Histogram thresholding is a classical image segmentation algorithm. The idea is pretty straightforward. We set an intensity threshold in between the background and intersted tissues (foreground) to segement tissues from the image.

• Decide a threshold (based on the histogram). Then for all pixels in the image, label as class 1 or class 0 if greater or less than the threshold

Ostu Thresholding

Basic global histogram thresholding algorithm. Ostu assumes that distribution characteristics for foreground and background are approximately equal, except for their means.

Assumptions:

• Histogram(andtheimage)are bimodal.

• No use of spatial coherence.

• Assumes uniform illumination, so the bimodal brightness behavior arises from object appearance differences only.

Find the threshold that minimizes the weighted within-class variance == maximizes the between-class variance

The within-class variance is calculated as follows: $\sigma_W^2=W_b\sigma_b^2+W_f\sigma_f^2$,

$W_b$ is the weight, $\mu_b$ is the mean, $\sigma_b^2$ is the variance for background;

$W_f$ is the weight, $\mu_f$ is the mean, $\sigma_f^2$ is the variance for foreground.

Ostu visualization (adapted from Wikipedia)
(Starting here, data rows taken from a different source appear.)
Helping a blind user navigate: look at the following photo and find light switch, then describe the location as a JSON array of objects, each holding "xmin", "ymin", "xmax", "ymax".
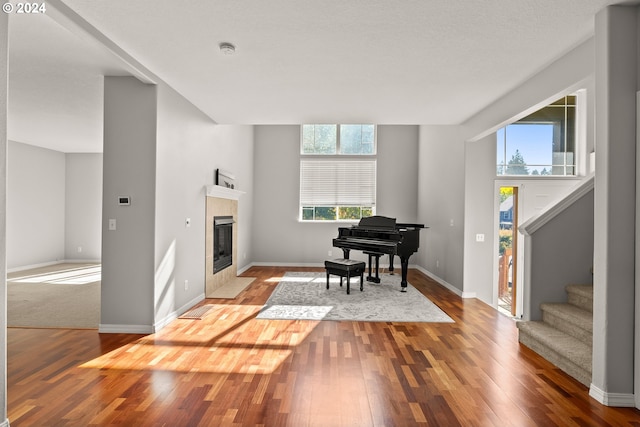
[{"xmin": 108, "ymin": 219, "xmax": 117, "ymax": 231}]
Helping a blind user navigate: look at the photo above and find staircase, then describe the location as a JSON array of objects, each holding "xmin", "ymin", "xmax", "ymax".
[{"xmin": 516, "ymin": 284, "xmax": 593, "ymax": 387}]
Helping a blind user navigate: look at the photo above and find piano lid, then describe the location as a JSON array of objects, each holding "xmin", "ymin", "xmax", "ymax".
[{"xmin": 356, "ymin": 215, "xmax": 396, "ymax": 229}]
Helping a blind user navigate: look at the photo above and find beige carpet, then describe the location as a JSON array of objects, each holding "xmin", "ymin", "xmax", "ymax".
[
  {"xmin": 8, "ymin": 264, "xmax": 255, "ymax": 328},
  {"xmin": 7, "ymin": 263, "xmax": 100, "ymax": 329}
]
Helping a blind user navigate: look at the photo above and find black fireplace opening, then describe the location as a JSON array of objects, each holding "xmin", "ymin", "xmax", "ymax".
[{"xmin": 213, "ymin": 216, "xmax": 234, "ymax": 273}]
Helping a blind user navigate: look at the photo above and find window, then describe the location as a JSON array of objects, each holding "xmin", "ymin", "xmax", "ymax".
[
  {"xmin": 300, "ymin": 124, "xmax": 376, "ymax": 221},
  {"xmin": 497, "ymin": 95, "xmax": 576, "ymax": 176},
  {"xmin": 302, "ymin": 124, "xmax": 375, "ymax": 155}
]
Given a histogram with $n$ bins, for $1\leq i \leq n$, we select the left $i$ bins as background (it doesn't matter we call it background or foreground, the idea is we select these a group), and the remaining $n-i$ bins as foreground, then to calculate within-class variance.
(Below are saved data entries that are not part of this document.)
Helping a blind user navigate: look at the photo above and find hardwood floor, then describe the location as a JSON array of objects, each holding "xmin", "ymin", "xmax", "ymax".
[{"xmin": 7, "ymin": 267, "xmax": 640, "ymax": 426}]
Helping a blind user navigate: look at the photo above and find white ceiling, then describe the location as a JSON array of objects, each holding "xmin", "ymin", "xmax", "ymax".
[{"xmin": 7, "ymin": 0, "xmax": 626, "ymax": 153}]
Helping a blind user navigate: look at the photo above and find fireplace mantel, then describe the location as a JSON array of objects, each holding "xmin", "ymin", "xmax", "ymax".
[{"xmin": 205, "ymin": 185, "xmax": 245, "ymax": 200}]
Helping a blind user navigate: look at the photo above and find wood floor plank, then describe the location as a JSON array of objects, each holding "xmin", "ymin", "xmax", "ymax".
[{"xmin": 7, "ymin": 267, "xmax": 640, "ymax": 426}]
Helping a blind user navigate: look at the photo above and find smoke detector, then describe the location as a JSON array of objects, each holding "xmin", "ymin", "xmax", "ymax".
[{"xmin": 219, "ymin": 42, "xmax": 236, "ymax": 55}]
% img is the input image, inten_hist is the intensity histogram of img
function [img]=OstuThresholding(img, inten_hist)
number=inten_hist.NumBins;
temp_var=Inf;
temp_T=-1;
for i=1:number-1
    % calculate the weight
    weight_one=sum(inten_hist.Values(1:i),"all");
    weight_two=sum(inten_hist.Values(i+1:number),"all");
    % calculate the mean
    mean_one=sum(inten_hist.Values(1:i).*linspace(1,i,i)./weight_one,"all");
    mean_two=sum(inten_hist.Values(i+1:number).*linspace(i+1,number,number-i)./weight_two,"all");
    % calculate the variance
    variance_one=sum((linspace(1,i,i)-mean_one).^2.*inten_hist.Values(1:i)./weight_one,"all");
    variance_two=sum((linspace(i+1,number,number-i)-mean_two).^2.*inten_hist.Values(i+1:number)./weight_two,"all");
    w_one=mean(inten_hist.Values(1:i));
    w_two=mean(inten_hist.Values(i+1:number));
    % calculate the within-class variance
    withinclass_var=w_one*variance_one+w_two*variance_two;
    if withinclass_var<temp_var
        temp_var=withinclass_var;
        temp_T=i;
    end
end
% set the threshold
ostu_bar=inten_hist.BinEdges(temp_T+1);
% segment the image based on ostu threshold
img(img<ostu_bar)=0;
img(img>=ostu_bar)=1;

Input Image

In this demo, Ostu thresholding performs well and segment the tissue from the background successfully.

However, Ostu thresholding has several disadvantages such as only consider the intensity and does not consider any relationships between pixels, choose one fix threshold for the whole image, etc. Therefore, there are serveral variation thresholding techniques trying to resolve some of these problems: Adaptive thresholding, HSV Segmentation.